NuTonomy, an MIT autonomous vehicle spinoff, announced on Monday a new partnership with Singapore’s Land Transport Authority (LTA) to expand its autonomous taxi service in the city.
We first reported on the pilot program’s existence on April 7, when nuTonomy filed paperwork to expand its “mobility-on-demand” program outside of the one-north business district.
The finalized agreement lets nuTonomy enhance its trials and give residents the chance to test the driverless tech. Autonomous cars are ordered similar to the way you book an Uber, minus the driver.
If everything goes well, nuTonomy expects to launch its taxi service in Singapore by 2018. That is quite premature, in our opinion, compared to other firms in the autonomous industry, most of which still cite 2020 as the opening year for autonomous vehicles.
On the other hand, Singapore has shown itself to be one of the major tech hubs because of its strong approach to emerging technologies. That makes nuTonomy’s 2018 goal seem more likely than it would be in London or New York, where regulators are set in their ways.
“nuTonomy is honored to partner with LTA and we applaud the Singaporean government for its forward thinking and planning,” said Karl Iagnemma, CEO and co-founder of nuTonomy. “We are committed to Singapore, as demonstrated by the growing team we have here as well as our autonomous vehicle (AV) testing program in one-north.”

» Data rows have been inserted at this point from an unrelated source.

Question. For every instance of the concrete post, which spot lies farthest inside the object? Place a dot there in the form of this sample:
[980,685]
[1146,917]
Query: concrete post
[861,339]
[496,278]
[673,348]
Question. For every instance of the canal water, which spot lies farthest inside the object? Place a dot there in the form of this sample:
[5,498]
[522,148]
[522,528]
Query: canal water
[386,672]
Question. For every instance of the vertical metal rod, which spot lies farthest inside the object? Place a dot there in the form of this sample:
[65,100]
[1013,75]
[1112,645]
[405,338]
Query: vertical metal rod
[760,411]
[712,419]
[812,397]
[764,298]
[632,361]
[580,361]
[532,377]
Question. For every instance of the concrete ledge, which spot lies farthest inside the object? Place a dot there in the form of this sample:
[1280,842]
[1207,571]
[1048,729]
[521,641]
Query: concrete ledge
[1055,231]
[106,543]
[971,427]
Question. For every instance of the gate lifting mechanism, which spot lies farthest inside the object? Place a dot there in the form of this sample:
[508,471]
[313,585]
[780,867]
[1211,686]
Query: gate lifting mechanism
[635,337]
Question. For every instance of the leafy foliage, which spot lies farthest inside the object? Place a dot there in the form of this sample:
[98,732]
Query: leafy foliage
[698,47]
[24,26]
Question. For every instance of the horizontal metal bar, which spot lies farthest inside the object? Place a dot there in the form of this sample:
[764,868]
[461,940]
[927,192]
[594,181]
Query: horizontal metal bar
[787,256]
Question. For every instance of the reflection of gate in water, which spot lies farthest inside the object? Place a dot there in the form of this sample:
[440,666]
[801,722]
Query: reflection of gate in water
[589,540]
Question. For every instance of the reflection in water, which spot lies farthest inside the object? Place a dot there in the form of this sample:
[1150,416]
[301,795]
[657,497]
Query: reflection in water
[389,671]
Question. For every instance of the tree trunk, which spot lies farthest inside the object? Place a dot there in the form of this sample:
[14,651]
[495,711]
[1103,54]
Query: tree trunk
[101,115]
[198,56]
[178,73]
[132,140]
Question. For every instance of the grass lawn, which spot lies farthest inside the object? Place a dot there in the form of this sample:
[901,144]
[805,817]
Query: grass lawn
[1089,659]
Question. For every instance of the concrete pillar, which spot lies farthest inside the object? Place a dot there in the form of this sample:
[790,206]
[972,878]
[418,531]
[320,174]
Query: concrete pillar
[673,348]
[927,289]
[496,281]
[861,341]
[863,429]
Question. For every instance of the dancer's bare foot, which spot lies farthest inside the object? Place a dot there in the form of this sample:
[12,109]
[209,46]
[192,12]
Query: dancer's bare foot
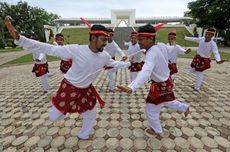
[91,137]
[150,132]
[186,112]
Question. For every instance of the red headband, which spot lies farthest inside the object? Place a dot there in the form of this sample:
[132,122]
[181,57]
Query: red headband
[59,37]
[210,32]
[98,32]
[134,35]
[146,34]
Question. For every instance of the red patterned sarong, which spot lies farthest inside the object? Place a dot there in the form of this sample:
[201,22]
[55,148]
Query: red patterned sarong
[172,68]
[65,65]
[135,67]
[40,69]
[200,63]
[161,92]
[75,100]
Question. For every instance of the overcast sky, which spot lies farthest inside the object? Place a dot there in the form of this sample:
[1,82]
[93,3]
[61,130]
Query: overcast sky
[102,8]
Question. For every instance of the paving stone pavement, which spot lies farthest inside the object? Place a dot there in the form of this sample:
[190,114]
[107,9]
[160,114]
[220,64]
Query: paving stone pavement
[6,57]
[121,124]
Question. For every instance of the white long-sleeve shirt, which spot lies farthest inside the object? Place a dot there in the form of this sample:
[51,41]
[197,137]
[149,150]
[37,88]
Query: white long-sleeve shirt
[64,59]
[134,52]
[86,65]
[155,67]
[112,48]
[39,56]
[205,49]
[173,53]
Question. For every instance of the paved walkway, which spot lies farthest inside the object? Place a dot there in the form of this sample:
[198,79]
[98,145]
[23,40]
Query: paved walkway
[6,57]
[120,125]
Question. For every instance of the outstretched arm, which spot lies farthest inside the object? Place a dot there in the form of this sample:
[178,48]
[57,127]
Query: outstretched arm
[33,45]
[142,76]
[193,39]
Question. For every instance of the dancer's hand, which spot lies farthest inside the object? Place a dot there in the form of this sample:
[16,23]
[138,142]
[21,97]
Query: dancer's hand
[188,51]
[123,88]
[107,67]
[220,62]
[37,60]
[124,58]
[13,32]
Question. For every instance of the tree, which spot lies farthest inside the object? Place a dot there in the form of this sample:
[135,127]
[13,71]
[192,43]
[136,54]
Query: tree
[212,13]
[27,18]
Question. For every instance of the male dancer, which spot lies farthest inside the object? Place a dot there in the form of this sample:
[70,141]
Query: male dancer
[161,89]
[65,63]
[40,68]
[112,48]
[201,61]
[174,53]
[135,56]
[76,93]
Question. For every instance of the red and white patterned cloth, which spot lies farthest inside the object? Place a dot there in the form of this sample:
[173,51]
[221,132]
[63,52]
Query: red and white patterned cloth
[161,92]
[70,99]
[65,65]
[135,67]
[173,68]
[40,69]
[200,63]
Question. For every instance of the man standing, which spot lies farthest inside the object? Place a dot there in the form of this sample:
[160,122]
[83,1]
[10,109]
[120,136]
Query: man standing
[112,48]
[201,61]
[65,63]
[161,89]
[174,53]
[76,93]
[40,68]
[135,56]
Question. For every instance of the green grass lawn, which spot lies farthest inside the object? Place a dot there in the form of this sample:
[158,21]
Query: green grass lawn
[76,35]
[10,50]
[81,35]
[223,55]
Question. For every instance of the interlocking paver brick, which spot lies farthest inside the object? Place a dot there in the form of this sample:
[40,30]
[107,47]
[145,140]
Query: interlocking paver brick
[120,126]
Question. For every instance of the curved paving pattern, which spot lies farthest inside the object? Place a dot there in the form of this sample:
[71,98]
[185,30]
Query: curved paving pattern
[120,125]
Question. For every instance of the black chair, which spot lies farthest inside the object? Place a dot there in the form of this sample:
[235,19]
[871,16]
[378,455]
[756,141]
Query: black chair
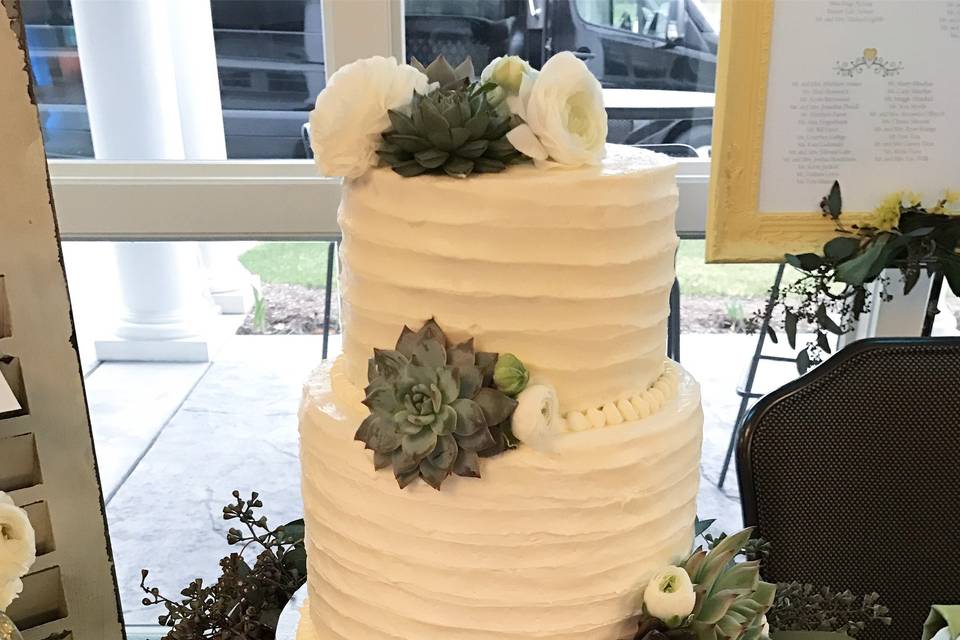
[852,473]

“This innovative collaboration with LTA will accelerate the pace of change we are bringing to the fundamentals of human transportation by enhancing our ability to deploy a fleet of self-driving vehicles to serve the people of Singapore.”
On top of increasing the size of its workforce, nuTonomy is also buying more Mitsubishi i-MiEV cars, which it uses as the test car for its autonomous vehicle system. It also wants to expand its data collection initiatives, to better understand urban environments pre-launch.
The agreement comes just two months after nuTonomy raised $16 million in a Series A, led by Highland Capital Partners.
Is this the future of the automotive industry?
nuTonomy offers a glimpse into the changing power dynamics between auto manufacturers, tech firms, and city leaders. It also hints at the possibility of a non-ownership automotive model, where most choose a reliable ridesharing app over ownership of their own car.
It is not just Uber, Google, and Tesla, the tech-focused firms, that are interested in this type of model. General Motors and Ford are both testing ridesharing services, and the former even invested $500 million into Uber rival Lyft.
But firms don’t always get what they want, even if there is a consensus agreement. If the first generation services are incapable of the same consistency you get from owning a car, we suspect most customers will go elsewhere and purchase a car, if possible.